Senate Democrats painted the bill as throwback to the Jim Crow era in Texas, when discrimination was written into the state's laws.
"The bill you filed affirmatively allows discrimination. It says you can’t protect from discrimination," said state Sen. Kirk Watson, a Democrat from Austin. Sylvia Garcia, another Democrat from Houston, asked Kolkhurst whether she believed transgender boys are boys. Kolkhurst refused to answer.
"I do know there are differences, and much of that is about science and testosterone," Kolkhorst said. "Scientifically, there's a lot to debate."
Across the state, business groups, municipal leaders and school districts have come out against the bill, which would allow Texas Attorney General Ken Paxton to sue cities or counties that pass ordinances to protect the right of transgender individuals to use the bathroom of their choice.
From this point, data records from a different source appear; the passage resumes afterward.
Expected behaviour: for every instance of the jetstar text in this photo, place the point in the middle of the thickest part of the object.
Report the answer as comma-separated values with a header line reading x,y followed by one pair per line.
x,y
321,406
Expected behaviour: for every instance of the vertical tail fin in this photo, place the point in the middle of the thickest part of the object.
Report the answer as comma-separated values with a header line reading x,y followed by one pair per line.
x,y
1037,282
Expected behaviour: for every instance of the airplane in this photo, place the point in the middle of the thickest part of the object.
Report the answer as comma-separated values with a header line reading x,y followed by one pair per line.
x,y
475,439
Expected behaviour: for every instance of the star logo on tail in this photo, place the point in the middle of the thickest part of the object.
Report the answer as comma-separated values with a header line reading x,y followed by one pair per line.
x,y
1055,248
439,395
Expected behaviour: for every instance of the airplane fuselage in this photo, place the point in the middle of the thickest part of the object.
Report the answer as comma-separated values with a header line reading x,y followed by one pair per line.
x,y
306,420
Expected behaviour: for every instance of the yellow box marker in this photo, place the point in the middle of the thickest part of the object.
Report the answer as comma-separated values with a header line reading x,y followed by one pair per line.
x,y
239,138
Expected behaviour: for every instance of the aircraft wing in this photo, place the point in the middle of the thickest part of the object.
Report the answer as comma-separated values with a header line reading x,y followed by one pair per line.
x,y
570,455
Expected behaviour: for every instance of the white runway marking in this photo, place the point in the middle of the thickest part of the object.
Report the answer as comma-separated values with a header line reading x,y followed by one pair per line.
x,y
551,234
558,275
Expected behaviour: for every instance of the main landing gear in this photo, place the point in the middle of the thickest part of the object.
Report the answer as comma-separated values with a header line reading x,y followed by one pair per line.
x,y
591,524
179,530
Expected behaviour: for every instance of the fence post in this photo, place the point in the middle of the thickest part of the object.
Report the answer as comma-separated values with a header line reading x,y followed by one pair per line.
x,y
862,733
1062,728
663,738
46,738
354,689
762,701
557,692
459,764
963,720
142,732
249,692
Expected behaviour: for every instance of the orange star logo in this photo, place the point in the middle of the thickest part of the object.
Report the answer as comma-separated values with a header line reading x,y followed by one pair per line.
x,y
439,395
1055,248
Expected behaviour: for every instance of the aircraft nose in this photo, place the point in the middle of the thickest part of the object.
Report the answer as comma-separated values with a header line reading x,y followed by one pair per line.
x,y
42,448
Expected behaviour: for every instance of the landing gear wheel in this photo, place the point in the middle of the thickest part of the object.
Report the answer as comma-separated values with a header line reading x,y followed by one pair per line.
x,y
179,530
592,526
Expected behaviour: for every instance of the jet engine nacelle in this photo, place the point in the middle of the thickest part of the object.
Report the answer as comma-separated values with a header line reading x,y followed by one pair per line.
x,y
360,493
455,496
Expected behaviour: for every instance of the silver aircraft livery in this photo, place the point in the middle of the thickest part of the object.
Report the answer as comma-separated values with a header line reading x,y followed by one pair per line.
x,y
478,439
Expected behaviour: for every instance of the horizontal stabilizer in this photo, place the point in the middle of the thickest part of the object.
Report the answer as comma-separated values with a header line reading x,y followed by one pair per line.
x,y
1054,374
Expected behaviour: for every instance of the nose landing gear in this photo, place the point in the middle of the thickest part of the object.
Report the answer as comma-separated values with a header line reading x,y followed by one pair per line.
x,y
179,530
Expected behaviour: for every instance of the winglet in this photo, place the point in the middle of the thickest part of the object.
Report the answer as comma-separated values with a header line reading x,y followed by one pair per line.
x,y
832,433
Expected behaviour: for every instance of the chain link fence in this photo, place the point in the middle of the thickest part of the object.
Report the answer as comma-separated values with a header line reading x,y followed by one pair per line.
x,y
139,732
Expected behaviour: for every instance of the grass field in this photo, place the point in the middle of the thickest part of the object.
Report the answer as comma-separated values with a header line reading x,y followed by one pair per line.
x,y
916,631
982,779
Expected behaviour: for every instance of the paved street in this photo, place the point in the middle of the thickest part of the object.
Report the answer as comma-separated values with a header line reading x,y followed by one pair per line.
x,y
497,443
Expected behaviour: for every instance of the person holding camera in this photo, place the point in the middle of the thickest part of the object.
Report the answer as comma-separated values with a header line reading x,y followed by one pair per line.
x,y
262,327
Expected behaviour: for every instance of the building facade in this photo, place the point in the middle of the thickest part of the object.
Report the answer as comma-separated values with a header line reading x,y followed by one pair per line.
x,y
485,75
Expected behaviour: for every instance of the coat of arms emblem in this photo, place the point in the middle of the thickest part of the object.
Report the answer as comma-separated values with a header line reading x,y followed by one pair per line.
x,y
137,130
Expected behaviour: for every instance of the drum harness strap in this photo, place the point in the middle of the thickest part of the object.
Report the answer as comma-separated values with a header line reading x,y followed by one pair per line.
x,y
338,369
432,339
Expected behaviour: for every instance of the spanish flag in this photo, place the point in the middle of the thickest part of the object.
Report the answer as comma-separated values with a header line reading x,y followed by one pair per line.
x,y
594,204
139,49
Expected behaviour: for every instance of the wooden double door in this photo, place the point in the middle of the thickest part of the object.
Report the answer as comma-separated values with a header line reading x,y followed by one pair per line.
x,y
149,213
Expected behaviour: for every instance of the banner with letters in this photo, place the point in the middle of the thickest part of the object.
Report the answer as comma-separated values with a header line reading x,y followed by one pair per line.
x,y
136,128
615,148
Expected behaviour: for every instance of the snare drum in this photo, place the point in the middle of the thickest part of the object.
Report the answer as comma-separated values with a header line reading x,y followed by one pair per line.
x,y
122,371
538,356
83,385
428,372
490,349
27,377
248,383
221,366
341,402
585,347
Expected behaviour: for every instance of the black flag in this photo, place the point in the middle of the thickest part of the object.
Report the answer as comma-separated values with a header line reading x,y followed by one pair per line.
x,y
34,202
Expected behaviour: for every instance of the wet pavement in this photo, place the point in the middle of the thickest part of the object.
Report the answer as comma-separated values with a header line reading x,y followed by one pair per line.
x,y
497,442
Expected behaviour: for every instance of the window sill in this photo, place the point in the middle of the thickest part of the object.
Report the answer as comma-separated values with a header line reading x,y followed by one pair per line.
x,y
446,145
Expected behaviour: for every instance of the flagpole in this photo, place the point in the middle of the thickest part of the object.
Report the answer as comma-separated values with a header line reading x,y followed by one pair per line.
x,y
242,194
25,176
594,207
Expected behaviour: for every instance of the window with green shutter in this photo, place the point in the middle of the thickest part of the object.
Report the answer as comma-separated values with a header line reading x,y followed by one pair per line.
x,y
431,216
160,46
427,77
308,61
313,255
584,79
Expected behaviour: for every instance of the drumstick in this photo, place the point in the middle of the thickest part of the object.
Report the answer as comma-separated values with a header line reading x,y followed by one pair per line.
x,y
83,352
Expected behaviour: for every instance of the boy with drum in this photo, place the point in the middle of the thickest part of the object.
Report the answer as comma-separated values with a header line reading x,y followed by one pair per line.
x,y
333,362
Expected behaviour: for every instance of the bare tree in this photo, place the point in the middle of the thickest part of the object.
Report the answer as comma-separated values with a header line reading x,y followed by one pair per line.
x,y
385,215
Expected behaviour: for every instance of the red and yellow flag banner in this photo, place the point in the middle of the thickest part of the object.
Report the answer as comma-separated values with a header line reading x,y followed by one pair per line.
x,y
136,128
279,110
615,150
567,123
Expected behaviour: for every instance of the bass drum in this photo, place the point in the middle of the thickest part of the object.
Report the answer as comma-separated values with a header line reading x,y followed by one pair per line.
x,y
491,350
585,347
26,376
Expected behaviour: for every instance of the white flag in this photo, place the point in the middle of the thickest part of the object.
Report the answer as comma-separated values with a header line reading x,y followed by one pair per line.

Tuesday's vote will trigger what's sure to be a nasty fight with the Texas House of Representatives. Those in opposition to the bill have a key ally in the speaker, Joe Straus, who refused to allow his chamber to vote on the expansive bathroom bill preferred by the Senate during the regular session.
Straus, who told the New Yorker's Lawrence Wright that he "didn't want the suicide of a single Texan on his hands," in reference to the bill earlier this year, has shown no signs of being more receptive to bathroom legislation during the special session. On Tuesday, during the Senate debate, he took to Twitter to imply that bill the on which the Senate was so focused is unnecessary.
"I'm grateful, he said, "that the House passed the sunset bill and committees are working on a number of other important issues today."
If the bill receives the necessary final procedural approval from the Senate on Wednesday as expected, the proverbial ball will be in Straus' court. He'll have 22 days of special session left to get past if he intends to run out the clock.